Now, I realize that as dogs our concept of time is not the same as it is for people. For dogs everything seems to take a long time; like when mother makes breakfast or dinner, it seems like it takes forever! I sit pretty, do my best dancing and gently tap her leg over and over in the hopes that she will hurry up with the food before I completely pass out from the hunger! And when mother leaves the den without us, Bea and I have to sit in our snuggle cave until she comes home, it seems like she's gone forever! Bea and I have a dance that we do to welcome her back home. Mother always appreciates the dancing and gives us all back scratches.
Anyway, I think this weekend was a particularly long one. This was due to the fact that we had a visitor at the den. I don't know much about her because mother and father kept the little one all to herself in the raining room.
Mother saw the little dachshund puppy, named Lacey, at the clinic last week and Lacey was sick, sick, sick. I didn't need mother to tell me that. The puppy was slow, and cold and her eyes seems to sink back in her head. The rumble sounds from her belly could be heard from the back of the clinic. She had long strings of cold drool hanging out of her mouth and she smelled of red syrup and liquid nuggets. Last week, there was a stiff, hard lizard that slept in the same spot upside down on our patio, and this Lacey puppy was starting to smell like that. Bea told me to roll on the lizard and that way we would never smell like that ourselves. Mother always yelled at me when we tried to do it though.
So Lacey stayed at the clinic the first day, but she had to be in the special room because mother said she had the Parvo. But despite the Parvo, when it came time to come back to the den, she brought the puppy with her! She didn't even ask me and Bea if it was ok. After all, it is our den too. But knowing mother even if we'd said no, she probably would have done it anyway.

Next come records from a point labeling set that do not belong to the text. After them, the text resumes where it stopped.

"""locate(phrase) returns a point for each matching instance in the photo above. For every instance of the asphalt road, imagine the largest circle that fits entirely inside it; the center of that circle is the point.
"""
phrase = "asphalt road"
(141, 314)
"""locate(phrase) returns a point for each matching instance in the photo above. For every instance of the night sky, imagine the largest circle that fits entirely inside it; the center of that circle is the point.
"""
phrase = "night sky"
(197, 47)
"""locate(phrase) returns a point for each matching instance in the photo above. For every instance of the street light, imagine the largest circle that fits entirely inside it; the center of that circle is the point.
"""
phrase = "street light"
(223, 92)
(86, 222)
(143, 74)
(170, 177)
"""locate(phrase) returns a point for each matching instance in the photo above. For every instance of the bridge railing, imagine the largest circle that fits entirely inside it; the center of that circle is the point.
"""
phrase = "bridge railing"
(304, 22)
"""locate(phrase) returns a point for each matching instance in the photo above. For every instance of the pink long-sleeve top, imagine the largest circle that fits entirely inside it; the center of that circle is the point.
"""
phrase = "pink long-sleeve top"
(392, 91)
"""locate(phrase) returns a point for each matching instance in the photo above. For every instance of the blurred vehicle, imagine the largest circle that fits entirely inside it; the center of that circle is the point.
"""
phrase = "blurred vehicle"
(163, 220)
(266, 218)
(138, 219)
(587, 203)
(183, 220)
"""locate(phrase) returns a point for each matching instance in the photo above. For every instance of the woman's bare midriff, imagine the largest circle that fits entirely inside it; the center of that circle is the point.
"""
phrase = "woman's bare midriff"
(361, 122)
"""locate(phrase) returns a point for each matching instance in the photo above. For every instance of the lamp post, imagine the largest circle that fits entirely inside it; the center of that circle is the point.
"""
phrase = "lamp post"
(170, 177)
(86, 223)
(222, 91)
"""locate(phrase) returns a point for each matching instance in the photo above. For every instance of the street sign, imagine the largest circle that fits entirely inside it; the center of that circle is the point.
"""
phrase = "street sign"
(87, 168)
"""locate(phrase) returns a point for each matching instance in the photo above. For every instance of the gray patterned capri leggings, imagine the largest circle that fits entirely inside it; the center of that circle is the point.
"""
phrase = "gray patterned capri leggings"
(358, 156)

The puppy stayed in our raining room all weekend. They took up all the rugs and made the whole place smell like soap. Mother and father would go in every few hours to change the papers, make sure that the water bag was still running in to Lacey's leg and give her pinch after pinch. Little Lacey was one tough cookie though because she never cried. Maybe it was because the pinches all went in to the same spot on her leg – where the bandages and tubes were attached. By the last day, it seemed like all of mother's work started to pay off. Little Lacey stopped gagging up the white foam and started wagging her little tail. I could hear her belly less and less and her heartbeat more and more. Pretty soon, mother was breaking out the food in the can – the stuff Bea and I never even get to have – and the puppy couldn't seem to get enough. After all that, you would think that Lacey would have been thankful, but yipe, yipe, yipe is all she would do.
So it was one long weekend for more reasons than one, and I'm happy that Lacey got over her Parvo, but I'm really glad to have her out of my den!